Nothing about a physical billboard screams innovation. But over the past five years, Calvin Klein’s made the billboard a platform to broadcast firsts: the first gay couple, the first Black trans woman in Jones, and as the first plus-size woman (the rapper Chika, featured in a campaign that purposefully echoed Kate Moss’s iconic CK photos).
The brand sees the billboard as a way to make a larger statement—one that may just so happen to translate to selling more of those undies. “It’s really important to understand who our customer is, and understand from a cultural standpoint what’s happening,” Peters, the Calvin Klein executive, says. There is really no better way for Calvin Klein to insert themselves into that conversation than the billboard. It is a 75-by-55 foot canvas for the brand to “show support for the things that matter to our customer,” Peters says.
The scale of the billboard means that it lands like a comet, causing tremors across the modeling industry. Jones reports that not only has she been getting more modeling offers, but that she’s seen an increase in Black trans models across important fashion campaigns. That’s no doubt been inspired in part by brands finally seeing the beauty (and profitability) in diversity in the wake of the Black Lives Matter movement, but Jones holds up her campaign as proof-positive that inclusivity doesn’t have to cut into the bottom line. “I feel like it was such a ripple effect, not only for my own career, but for a lot of Black trans women who have been trying to tap into this industry,” Jones says. “I want people to see that we can do it and see that it’s a good business move as well.”
But over the years, the billboard has also been the center of controversy.
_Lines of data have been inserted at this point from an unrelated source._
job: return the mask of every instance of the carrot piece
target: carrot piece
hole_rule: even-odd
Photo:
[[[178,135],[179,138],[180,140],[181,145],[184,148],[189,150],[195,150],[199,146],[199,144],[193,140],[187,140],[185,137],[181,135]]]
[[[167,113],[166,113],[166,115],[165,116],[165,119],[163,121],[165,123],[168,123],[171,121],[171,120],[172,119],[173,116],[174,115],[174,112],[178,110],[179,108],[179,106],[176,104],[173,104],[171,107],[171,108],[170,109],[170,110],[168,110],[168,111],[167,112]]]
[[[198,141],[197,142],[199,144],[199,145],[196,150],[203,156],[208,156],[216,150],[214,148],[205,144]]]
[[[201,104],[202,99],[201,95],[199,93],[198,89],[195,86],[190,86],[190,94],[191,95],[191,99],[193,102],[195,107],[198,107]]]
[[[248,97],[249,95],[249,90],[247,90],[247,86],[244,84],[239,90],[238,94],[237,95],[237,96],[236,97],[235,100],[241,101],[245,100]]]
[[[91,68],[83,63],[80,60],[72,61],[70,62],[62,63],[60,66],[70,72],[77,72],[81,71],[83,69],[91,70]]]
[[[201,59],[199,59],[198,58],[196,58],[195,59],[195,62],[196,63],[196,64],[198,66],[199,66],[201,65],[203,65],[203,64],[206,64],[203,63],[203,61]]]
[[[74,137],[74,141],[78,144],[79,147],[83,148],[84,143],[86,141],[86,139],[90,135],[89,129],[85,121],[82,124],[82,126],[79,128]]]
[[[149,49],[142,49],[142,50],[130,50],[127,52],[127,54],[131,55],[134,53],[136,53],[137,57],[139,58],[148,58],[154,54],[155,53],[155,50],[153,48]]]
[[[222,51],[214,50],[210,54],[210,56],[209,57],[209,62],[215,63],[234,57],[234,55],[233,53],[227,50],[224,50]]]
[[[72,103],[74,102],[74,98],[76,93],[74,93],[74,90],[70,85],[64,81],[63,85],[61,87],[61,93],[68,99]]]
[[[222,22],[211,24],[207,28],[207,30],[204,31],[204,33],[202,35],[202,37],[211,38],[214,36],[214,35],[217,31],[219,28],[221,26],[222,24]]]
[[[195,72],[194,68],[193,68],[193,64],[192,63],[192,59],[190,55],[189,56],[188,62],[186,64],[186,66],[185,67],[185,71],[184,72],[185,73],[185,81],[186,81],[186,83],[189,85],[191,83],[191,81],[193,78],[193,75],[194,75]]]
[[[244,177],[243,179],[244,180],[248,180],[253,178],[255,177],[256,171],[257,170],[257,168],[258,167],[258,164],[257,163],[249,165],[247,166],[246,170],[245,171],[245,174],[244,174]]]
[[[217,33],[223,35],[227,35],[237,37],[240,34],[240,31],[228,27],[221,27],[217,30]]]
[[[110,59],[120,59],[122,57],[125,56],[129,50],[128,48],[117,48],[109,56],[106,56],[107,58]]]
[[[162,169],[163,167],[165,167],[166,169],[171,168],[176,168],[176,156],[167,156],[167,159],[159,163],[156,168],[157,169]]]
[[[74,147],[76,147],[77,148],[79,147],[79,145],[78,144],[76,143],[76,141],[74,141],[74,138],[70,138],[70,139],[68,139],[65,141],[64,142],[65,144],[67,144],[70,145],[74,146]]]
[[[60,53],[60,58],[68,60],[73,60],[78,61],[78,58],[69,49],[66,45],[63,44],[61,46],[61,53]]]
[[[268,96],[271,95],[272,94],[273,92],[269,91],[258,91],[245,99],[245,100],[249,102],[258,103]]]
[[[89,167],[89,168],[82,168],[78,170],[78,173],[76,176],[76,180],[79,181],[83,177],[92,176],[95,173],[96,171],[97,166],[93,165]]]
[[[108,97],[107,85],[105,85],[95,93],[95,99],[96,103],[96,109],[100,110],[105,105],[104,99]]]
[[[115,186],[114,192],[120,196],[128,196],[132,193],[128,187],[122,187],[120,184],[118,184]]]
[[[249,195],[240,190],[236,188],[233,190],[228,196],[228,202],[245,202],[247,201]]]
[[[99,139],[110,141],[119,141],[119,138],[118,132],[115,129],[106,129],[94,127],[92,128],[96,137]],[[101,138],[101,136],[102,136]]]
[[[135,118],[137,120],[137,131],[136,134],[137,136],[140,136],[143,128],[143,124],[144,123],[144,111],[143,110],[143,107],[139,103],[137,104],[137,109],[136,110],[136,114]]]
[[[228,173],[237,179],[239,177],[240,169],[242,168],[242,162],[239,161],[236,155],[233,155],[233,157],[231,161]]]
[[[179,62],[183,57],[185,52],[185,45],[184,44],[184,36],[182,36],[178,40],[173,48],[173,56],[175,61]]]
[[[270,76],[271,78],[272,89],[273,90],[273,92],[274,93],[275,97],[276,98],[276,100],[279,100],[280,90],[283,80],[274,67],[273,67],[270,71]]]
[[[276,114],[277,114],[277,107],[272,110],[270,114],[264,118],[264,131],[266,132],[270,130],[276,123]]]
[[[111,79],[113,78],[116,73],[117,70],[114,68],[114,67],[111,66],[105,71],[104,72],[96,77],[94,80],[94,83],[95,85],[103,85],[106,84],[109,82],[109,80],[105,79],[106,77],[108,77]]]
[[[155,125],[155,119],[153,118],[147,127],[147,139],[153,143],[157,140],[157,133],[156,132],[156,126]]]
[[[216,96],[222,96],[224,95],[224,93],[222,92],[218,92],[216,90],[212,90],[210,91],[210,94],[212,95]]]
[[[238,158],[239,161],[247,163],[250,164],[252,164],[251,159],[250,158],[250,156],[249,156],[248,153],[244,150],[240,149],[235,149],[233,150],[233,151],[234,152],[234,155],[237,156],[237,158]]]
In 2009, members of the American Family Association got all wound up by a campaign that featured a potential foursome. In 2016, a setup that described model Klara Kristin as a “seducer” and rapper Fetty Wap as a “money maker” led to accusations of sexism. As far as Kristin was concerned, the response meant mission accomplished. “What I remember the most is the media hysteria where I found myself in the middle of a sexism debate, which I did not expect at all,” Kristin says now. “To see a debate on Fox News about a photo of me was pretty strange. I guess the campaign did its job.” Peters understands how previous campaigns can seem purposefully provocative, but thinks of the billboard’s role a little differently. The magnitude of the billboard means it can “challenge the status quo,” Peters says, “and I feel like anytime you do that as a brand, it might be labeled as provocation.”
Provocateur, boundary pusher, star-maker, mammoth canvas—whatever you call the billboard, the sum of its parts is what makes it one of New York’s most enduring landmarks. “Of course the most famous thing about SoHo is Houston Street, and I believe that the most significant landmark of Houston Street is the Calvin Klein billboard,” says Ronnie Fieg, the founder of Kith. “It serves as a beacon to people to let them know they have officially entered SoHo. As a native New Yorker, that billboard has been ingrained in my life for as long as I can remember. Whether you’ve been here or not, you’ve seen it in a movie or a show or a magazine. That significance still rings true to me.” Fieg’s flagship store is just down the street; Kith collaborated with Calvin Klein on a collection and campaign that went up on the billboard last September.
The billboard’s success is a testament to the power of endurance in a city where constant changeover is the standard. The SoHo fixture has been around long enough to become nostalgic—and, more practically, a landmark to navigate the neighborhood. “When people ask our location, we usually give our address and if customers are still confused, oftentimes we say, ‘That building with the Calvin Klein ads,’” says Helen Chiu, an executive with Win Restaurant Supply, the business that occupies the building directly underneath the billboard. “It is nice to be associated with the Calvin Klein billboard.”
A place like New York isn’t exactly lacking for landmarks. Still, Calvin Klein has managed to carve out its spot in the city—a tourist attraction in the heart of downtown New York. “That’s our Times Square,” designer Heron Preston says. “I moved here in 2004, skating down Houston Street, dodging traffic. It really just has this location and it has this presence on the street. That Calvin Klein billboard is the billboard of New York.”